SAN DIEGO — Before we talk about President Donald Trump and the U.S.-Mexico border, let’s catch up on the contradictions.
Having been elected president in large part because he promised to take charge and end illegal immigration, Trump is now in retreat. Whereas he once boasted that border crossings were down, Trump now claims that the border is being overrun by a “colossal surge” that he can’t stop. While normally critical of outsourcing, he is trying to pass on the job of ending illegal immigration to Mexico, Honduras, Guatemala and El Salvador. Also, while Trump has bashed repressive countries for stifling freedom, and last year reversed the Obama administration’s policy to open up relations with Cuba, Trump now wants other Latin America countries to lock their doors and hold their own people hostage, denying them one of the most basic freedoms — freedom of movement. Lastly, for someone who rails against the snooty coastal elites while courting working-class voters in the Rust Belt, Trump becomes quite the elitist when deciding who gets to enter the United States and who gets turned away.
It’s odd. For someone who can’t stop talking about immigration and who clearly intends to put it front and center in his bid to win re-election, the president is constantly showing the world just how little he understands the subject matter.
For instance, Trump seems to have mistaken America for one of his luxury hotels. When he decides that many undesirables are coming in, he simply hangs out a sign announcing: “No Vacancy.”
He fails to grasp the complexities of illegal immigration, and he never talks about what fuels it: the hiring habits of U.S. employers. In a recent interview with Fox News, Trump bragged that he could change our country’s immigration laws in only “15 minutes.” And after threatening to close the 2,000-mile U.S.-Mexico border with the stroke of a pen, he had to back off when business leaders schooled him on the dangers of jeopardizing more than $1.7 billion in daily cross-border trade and retail spending.
Also, did Trump really oust Homeland Security Secretary Kirstjen Nielsen for not stopping something that has happened for centuries — people crossing borders in search of a brighter tomorrow, even if it means doing so without an invitation?
If Trump thinks it’s fair to force out the secretary of homeland security for not stopping illegal immigration, what’s next? Dismissing the secretary of housing and urban development for not ending homelessness? Canning the secretary of defense for not ending terrorism? Or getting rid of the attorney general for not ending crime? Pick your impossible task.
Trump also seems confused about who is immigrating — and what they bring to this country. First, the president accuses Mexico of “not sending their best.” Then, he laments that so many of the people taken in by the United States come from what he calls “s---hole countries.” And just last week, he complained that nations in Central America are not “giving us their finest.”
What Trump doesn’t understand is that America isn’t a selective Ivy League university that you can get your kid into if your check has enough zeros. Rather, it’s a colony of bruised people with broken dreams. It’s the land of second chances, where the poor and the desperate go when “Plan A” didn’t pan out. It’s the last stop for the unskilled and uneducated, the cheated and mistreated, the unconnected and unprotected.

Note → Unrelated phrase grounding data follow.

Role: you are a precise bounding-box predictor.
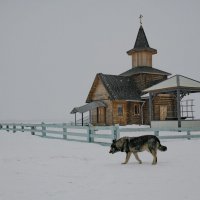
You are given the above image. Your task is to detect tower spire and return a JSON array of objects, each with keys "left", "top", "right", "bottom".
[{"left": 127, "top": 19, "right": 157, "bottom": 68}]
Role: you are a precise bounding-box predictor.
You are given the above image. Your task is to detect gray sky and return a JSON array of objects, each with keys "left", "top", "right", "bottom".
[{"left": 0, "top": 0, "right": 200, "bottom": 122}]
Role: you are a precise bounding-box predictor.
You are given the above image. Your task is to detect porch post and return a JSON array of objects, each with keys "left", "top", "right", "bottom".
[
  {"left": 177, "top": 89, "right": 181, "bottom": 127},
  {"left": 82, "top": 113, "right": 84, "bottom": 126},
  {"left": 104, "top": 107, "right": 106, "bottom": 125},
  {"left": 97, "top": 107, "right": 99, "bottom": 123},
  {"left": 75, "top": 113, "right": 77, "bottom": 126},
  {"left": 141, "top": 101, "right": 145, "bottom": 125},
  {"left": 176, "top": 75, "right": 181, "bottom": 128},
  {"left": 89, "top": 110, "right": 91, "bottom": 124},
  {"left": 149, "top": 92, "right": 152, "bottom": 127}
]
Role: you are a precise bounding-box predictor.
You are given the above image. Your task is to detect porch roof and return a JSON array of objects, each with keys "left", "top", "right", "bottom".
[
  {"left": 70, "top": 101, "right": 107, "bottom": 114},
  {"left": 143, "top": 74, "right": 200, "bottom": 93}
]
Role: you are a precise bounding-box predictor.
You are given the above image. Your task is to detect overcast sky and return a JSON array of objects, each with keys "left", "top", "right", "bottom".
[{"left": 0, "top": 0, "right": 200, "bottom": 122}]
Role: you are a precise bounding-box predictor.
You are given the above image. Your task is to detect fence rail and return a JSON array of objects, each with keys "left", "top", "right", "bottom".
[
  {"left": 1, "top": 123, "right": 200, "bottom": 144},
  {"left": 119, "top": 127, "right": 200, "bottom": 140},
  {"left": 0, "top": 123, "right": 119, "bottom": 145}
]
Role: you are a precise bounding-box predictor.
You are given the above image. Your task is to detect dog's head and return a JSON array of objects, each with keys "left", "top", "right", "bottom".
[
  {"left": 109, "top": 137, "right": 130, "bottom": 154},
  {"left": 109, "top": 138, "right": 129, "bottom": 154},
  {"left": 109, "top": 139, "right": 121, "bottom": 154}
]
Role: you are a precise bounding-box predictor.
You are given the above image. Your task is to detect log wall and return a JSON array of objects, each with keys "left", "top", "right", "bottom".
[
  {"left": 132, "top": 74, "right": 168, "bottom": 91},
  {"left": 152, "top": 94, "right": 177, "bottom": 120}
]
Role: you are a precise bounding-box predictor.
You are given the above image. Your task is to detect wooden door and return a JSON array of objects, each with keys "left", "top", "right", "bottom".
[
  {"left": 160, "top": 105, "right": 167, "bottom": 120},
  {"left": 97, "top": 107, "right": 106, "bottom": 124}
]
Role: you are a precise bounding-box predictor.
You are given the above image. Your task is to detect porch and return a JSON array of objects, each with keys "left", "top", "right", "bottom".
[
  {"left": 70, "top": 101, "right": 107, "bottom": 126},
  {"left": 143, "top": 75, "right": 200, "bottom": 128}
]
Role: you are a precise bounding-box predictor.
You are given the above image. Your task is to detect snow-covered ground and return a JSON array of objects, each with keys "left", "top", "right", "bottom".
[{"left": 0, "top": 131, "right": 200, "bottom": 200}]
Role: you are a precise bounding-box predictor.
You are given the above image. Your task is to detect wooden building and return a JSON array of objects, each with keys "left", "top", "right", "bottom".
[{"left": 71, "top": 24, "right": 178, "bottom": 126}]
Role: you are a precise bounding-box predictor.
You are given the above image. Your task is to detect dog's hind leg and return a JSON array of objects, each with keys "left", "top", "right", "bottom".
[
  {"left": 149, "top": 149, "right": 157, "bottom": 165},
  {"left": 133, "top": 152, "right": 142, "bottom": 164},
  {"left": 122, "top": 152, "right": 131, "bottom": 164}
]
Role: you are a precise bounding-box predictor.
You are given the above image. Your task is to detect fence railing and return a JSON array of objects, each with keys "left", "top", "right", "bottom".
[
  {"left": 119, "top": 127, "right": 200, "bottom": 140},
  {"left": 0, "top": 123, "right": 119, "bottom": 145},
  {"left": 1, "top": 123, "right": 200, "bottom": 144}
]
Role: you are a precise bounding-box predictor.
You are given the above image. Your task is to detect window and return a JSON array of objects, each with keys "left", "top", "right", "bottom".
[
  {"left": 134, "top": 104, "right": 140, "bottom": 115},
  {"left": 118, "top": 104, "right": 123, "bottom": 116}
]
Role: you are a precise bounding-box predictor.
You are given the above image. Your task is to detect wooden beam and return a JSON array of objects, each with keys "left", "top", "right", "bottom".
[
  {"left": 177, "top": 89, "right": 181, "bottom": 127},
  {"left": 176, "top": 75, "right": 181, "bottom": 128},
  {"left": 97, "top": 107, "right": 99, "bottom": 124},
  {"left": 89, "top": 110, "right": 91, "bottom": 124},
  {"left": 104, "top": 107, "right": 106, "bottom": 125},
  {"left": 82, "top": 113, "right": 84, "bottom": 126},
  {"left": 149, "top": 92, "right": 152, "bottom": 127}
]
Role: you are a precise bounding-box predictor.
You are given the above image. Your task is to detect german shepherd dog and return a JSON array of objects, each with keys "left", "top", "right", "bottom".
[{"left": 109, "top": 135, "right": 167, "bottom": 165}]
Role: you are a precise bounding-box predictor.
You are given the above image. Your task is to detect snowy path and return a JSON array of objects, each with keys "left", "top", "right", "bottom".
[{"left": 0, "top": 132, "right": 200, "bottom": 200}]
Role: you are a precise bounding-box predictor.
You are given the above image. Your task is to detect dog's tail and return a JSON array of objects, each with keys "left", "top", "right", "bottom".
[
  {"left": 158, "top": 144, "right": 167, "bottom": 151},
  {"left": 156, "top": 137, "right": 167, "bottom": 151}
]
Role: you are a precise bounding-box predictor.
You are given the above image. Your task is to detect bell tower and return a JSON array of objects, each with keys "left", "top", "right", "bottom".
[{"left": 127, "top": 15, "right": 157, "bottom": 68}]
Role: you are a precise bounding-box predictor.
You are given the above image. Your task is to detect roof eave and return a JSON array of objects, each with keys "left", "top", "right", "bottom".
[
  {"left": 120, "top": 68, "right": 171, "bottom": 77},
  {"left": 127, "top": 48, "right": 157, "bottom": 55},
  {"left": 131, "top": 71, "right": 171, "bottom": 76},
  {"left": 143, "top": 86, "right": 200, "bottom": 94}
]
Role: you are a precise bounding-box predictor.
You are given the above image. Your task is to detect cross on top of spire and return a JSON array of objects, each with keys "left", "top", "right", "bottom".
[{"left": 139, "top": 14, "right": 143, "bottom": 25}]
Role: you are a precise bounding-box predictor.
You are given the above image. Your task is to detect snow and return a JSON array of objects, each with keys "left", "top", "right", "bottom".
[{"left": 0, "top": 131, "right": 200, "bottom": 200}]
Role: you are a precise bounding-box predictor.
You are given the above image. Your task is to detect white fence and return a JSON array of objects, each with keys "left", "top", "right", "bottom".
[
  {"left": 1, "top": 123, "right": 200, "bottom": 144},
  {"left": 0, "top": 123, "right": 119, "bottom": 145}
]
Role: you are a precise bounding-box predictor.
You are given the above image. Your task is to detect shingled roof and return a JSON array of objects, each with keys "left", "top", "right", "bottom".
[
  {"left": 98, "top": 73, "right": 141, "bottom": 101},
  {"left": 127, "top": 25, "right": 157, "bottom": 55},
  {"left": 134, "top": 25, "right": 150, "bottom": 48},
  {"left": 120, "top": 66, "right": 171, "bottom": 76}
]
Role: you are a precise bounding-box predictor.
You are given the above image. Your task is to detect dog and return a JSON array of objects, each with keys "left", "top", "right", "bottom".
[{"left": 109, "top": 135, "right": 167, "bottom": 165}]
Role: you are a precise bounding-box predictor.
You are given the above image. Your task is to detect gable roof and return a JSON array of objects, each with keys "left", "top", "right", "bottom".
[
  {"left": 127, "top": 25, "right": 157, "bottom": 55},
  {"left": 143, "top": 75, "right": 200, "bottom": 93},
  {"left": 120, "top": 66, "right": 171, "bottom": 76},
  {"left": 86, "top": 73, "right": 141, "bottom": 103}
]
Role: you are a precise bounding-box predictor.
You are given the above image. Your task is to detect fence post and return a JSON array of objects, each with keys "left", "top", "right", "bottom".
[
  {"left": 13, "top": 124, "right": 16, "bottom": 133},
  {"left": 111, "top": 126, "right": 115, "bottom": 140},
  {"left": 90, "top": 126, "right": 94, "bottom": 143},
  {"left": 187, "top": 131, "right": 191, "bottom": 140},
  {"left": 87, "top": 127, "right": 90, "bottom": 142},
  {"left": 6, "top": 125, "right": 9, "bottom": 132},
  {"left": 63, "top": 123, "right": 67, "bottom": 140},
  {"left": 31, "top": 126, "right": 35, "bottom": 135},
  {"left": 112, "top": 125, "right": 119, "bottom": 140},
  {"left": 115, "top": 124, "right": 120, "bottom": 139},
  {"left": 154, "top": 130, "right": 159, "bottom": 137},
  {"left": 21, "top": 125, "right": 24, "bottom": 132},
  {"left": 41, "top": 122, "right": 46, "bottom": 137},
  {"left": 87, "top": 126, "right": 94, "bottom": 143}
]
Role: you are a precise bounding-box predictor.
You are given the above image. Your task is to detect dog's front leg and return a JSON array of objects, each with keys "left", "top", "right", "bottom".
[
  {"left": 122, "top": 152, "right": 131, "bottom": 164},
  {"left": 133, "top": 152, "right": 142, "bottom": 164}
]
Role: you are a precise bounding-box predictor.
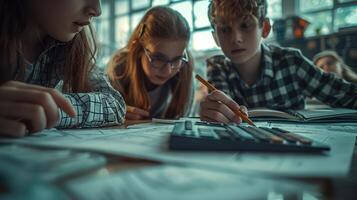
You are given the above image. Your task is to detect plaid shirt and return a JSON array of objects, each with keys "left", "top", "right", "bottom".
[
  {"left": 15, "top": 42, "right": 126, "bottom": 128},
  {"left": 207, "top": 43, "right": 357, "bottom": 109}
]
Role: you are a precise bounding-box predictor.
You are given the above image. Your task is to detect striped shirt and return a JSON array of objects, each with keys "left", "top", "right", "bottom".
[
  {"left": 15, "top": 41, "right": 126, "bottom": 128},
  {"left": 207, "top": 43, "right": 357, "bottom": 109}
]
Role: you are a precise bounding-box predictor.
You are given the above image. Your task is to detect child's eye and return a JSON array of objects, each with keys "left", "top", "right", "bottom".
[
  {"left": 219, "top": 27, "right": 232, "bottom": 34},
  {"left": 240, "top": 21, "right": 254, "bottom": 30},
  {"left": 151, "top": 54, "right": 166, "bottom": 61}
]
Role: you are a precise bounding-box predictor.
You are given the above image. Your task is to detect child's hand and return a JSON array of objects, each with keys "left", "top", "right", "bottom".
[
  {"left": 126, "top": 106, "right": 150, "bottom": 120},
  {"left": 0, "top": 81, "right": 76, "bottom": 137},
  {"left": 199, "top": 90, "right": 248, "bottom": 124}
]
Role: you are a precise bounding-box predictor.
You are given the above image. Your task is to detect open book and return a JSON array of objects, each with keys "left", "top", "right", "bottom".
[{"left": 248, "top": 108, "right": 357, "bottom": 123}]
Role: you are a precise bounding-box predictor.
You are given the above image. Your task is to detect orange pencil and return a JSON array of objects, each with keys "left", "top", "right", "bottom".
[{"left": 195, "top": 74, "right": 256, "bottom": 126}]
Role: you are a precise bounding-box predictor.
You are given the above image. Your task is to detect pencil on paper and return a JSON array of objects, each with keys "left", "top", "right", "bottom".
[{"left": 195, "top": 74, "right": 256, "bottom": 126}]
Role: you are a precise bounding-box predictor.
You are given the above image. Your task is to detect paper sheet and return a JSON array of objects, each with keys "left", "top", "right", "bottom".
[
  {"left": 1, "top": 122, "right": 356, "bottom": 178},
  {"left": 267, "top": 122, "right": 357, "bottom": 135},
  {"left": 0, "top": 145, "right": 106, "bottom": 182},
  {"left": 65, "top": 165, "right": 308, "bottom": 200}
]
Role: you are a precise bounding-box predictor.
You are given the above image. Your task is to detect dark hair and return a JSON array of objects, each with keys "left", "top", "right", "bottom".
[
  {"left": 0, "top": 0, "right": 97, "bottom": 92},
  {"left": 107, "top": 6, "right": 193, "bottom": 118},
  {"left": 208, "top": 0, "right": 267, "bottom": 29}
]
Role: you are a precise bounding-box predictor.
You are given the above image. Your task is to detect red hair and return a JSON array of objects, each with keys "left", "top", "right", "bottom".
[
  {"left": 107, "top": 6, "right": 193, "bottom": 118},
  {"left": 208, "top": 0, "right": 267, "bottom": 28}
]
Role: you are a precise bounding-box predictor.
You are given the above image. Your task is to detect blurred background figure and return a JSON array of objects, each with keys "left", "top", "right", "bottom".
[{"left": 313, "top": 50, "right": 357, "bottom": 84}]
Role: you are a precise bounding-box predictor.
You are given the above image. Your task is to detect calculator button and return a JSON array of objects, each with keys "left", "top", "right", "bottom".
[
  {"left": 214, "top": 130, "right": 234, "bottom": 140},
  {"left": 227, "top": 126, "right": 255, "bottom": 141},
  {"left": 238, "top": 126, "right": 270, "bottom": 142},
  {"left": 185, "top": 121, "right": 193, "bottom": 130},
  {"left": 272, "top": 128, "right": 312, "bottom": 145},
  {"left": 198, "top": 128, "right": 216, "bottom": 138}
]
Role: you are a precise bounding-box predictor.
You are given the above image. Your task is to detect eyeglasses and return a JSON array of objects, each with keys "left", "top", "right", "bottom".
[{"left": 143, "top": 48, "right": 188, "bottom": 71}]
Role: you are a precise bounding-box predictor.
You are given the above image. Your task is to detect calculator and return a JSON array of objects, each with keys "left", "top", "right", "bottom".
[{"left": 168, "top": 121, "right": 330, "bottom": 152}]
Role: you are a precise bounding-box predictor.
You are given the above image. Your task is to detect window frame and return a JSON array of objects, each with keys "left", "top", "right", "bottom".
[
  {"left": 297, "top": 0, "right": 357, "bottom": 34},
  {"left": 96, "top": 0, "right": 283, "bottom": 49}
]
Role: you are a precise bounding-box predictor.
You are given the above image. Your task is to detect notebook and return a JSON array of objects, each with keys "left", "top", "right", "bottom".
[{"left": 248, "top": 108, "right": 357, "bottom": 123}]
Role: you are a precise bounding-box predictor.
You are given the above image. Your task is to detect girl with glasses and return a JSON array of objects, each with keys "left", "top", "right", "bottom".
[{"left": 107, "top": 6, "right": 194, "bottom": 120}]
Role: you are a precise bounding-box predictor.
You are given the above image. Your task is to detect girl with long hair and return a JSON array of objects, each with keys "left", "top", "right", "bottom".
[
  {"left": 0, "top": 0, "right": 126, "bottom": 137},
  {"left": 107, "top": 6, "right": 194, "bottom": 120}
]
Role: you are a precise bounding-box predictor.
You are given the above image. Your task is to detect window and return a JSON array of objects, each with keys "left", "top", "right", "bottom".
[
  {"left": 301, "top": 11, "right": 332, "bottom": 37},
  {"left": 266, "top": 0, "right": 282, "bottom": 40},
  {"left": 170, "top": 2, "right": 193, "bottom": 31},
  {"left": 335, "top": 5, "right": 357, "bottom": 31},
  {"left": 131, "top": 11, "right": 146, "bottom": 31},
  {"left": 93, "top": 0, "right": 286, "bottom": 64},
  {"left": 96, "top": 0, "right": 285, "bottom": 51},
  {"left": 152, "top": 0, "right": 169, "bottom": 6},
  {"left": 299, "top": 0, "right": 333, "bottom": 12},
  {"left": 267, "top": 0, "right": 282, "bottom": 19},
  {"left": 94, "top": 0, "right": 111, "bottom": 44},
  {"left": 298, "top": 0, "right": 357, "bottom": 36},
  {"left": 115, "top": 16, "right": 130, "bottom": 47},
  {"left": 115, "top": 0, "right": 129, "bottom": 15},
  {"left": 193, "top": 0, "right": 210, "bottom": 29},
  {"left": 193, "top": 30, "right": 218, "bottom": 51},
  {"left": 338, "top": 0, "right": 356, "bottom": 2},
  {"left": 94, "top": 19, "right": 111, "bottom": 44},
  {"left": 100, "top": 1, "right": 111, "bottom": 19},
  {"left": 132, "top": 0, "right": 150, "bottom": 10}
]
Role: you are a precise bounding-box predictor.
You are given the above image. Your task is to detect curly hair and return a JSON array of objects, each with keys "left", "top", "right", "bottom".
[{"left": 208, "top": 0, "right": 267, "bottom": 29}]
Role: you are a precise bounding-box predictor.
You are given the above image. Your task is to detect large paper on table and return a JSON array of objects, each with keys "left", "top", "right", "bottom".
[{"left": 1, "top": 122, "right": 356, "bottom": 178}]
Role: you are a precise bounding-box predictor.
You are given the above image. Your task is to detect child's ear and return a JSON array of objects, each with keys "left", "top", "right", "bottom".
[
  {"left": 211, "top": 30, "right": 221, "bottom": 47},
  {"left": 261, "top": 19, "right": 271, "bottom": 39}
]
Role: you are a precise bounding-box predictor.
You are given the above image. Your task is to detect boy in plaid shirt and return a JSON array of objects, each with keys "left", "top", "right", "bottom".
[{"left": 199, "top": 0, "right": 357, "bottom": 123}]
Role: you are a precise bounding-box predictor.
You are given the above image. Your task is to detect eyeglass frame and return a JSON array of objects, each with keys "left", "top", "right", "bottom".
[{"left": 143, "top": 47, "right": 188, "bottom": 71}]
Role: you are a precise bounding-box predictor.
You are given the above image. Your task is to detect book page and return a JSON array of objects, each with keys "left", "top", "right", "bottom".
[
  {"left": 248, "top": 108, "right": 298, "bottom": 120},
  {"left": 295, "top": 108, "right": 357, "bottom": 120}
]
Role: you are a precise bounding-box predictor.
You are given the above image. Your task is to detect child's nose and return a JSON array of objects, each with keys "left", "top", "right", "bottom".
[
  {"left": 322, "top": 65, "right": 331, "bottom": 72},
  {"left": 232, "top": 29, "right": 244, "bottom": 43},
  {"left": 162, "top": 63, "right": 174, "bottom": 74},
  {"left": 87, "top": 0, "right": 102, "bottom": 17}
]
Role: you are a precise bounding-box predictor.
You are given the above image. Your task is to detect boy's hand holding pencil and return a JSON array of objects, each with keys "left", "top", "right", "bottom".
[{"left": 196, "top": 74, "right": 254, "bottom": 126}]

The rich and famous don’t usually come here. In fact, those folks tend not to leave their home countries because things are going well for them there. You don’t leave a slot machine that is spitting out silver dollars.
But here’s the twist. America always gets the best and the finest — the risk takers, the hard workers, the dreamers, the optimists. We get the brave and the sturdy. The weak, the timid, and the dependent will often stay behind.
This was true with the English, Irish, Italians and Jews. It’s true with the Mexicans, Salvadorans, Guatemalans and Hondurans.
It’s the American story. The only difference is skin color. Unfortunately, that’s all some people see.
Life is funny. If Trump and his elitism were running the U.S. immigration system in 1885 when his grandfather emigrated from Germany in what historians suggest was an attempt to avoid military service, Friedrich Trump might have been denied entry because he was thought to be of inferior stock.
There would be no Donald Trump. What a pleasant thought.
Ruben Navarrette is a columnist for The Washington Post.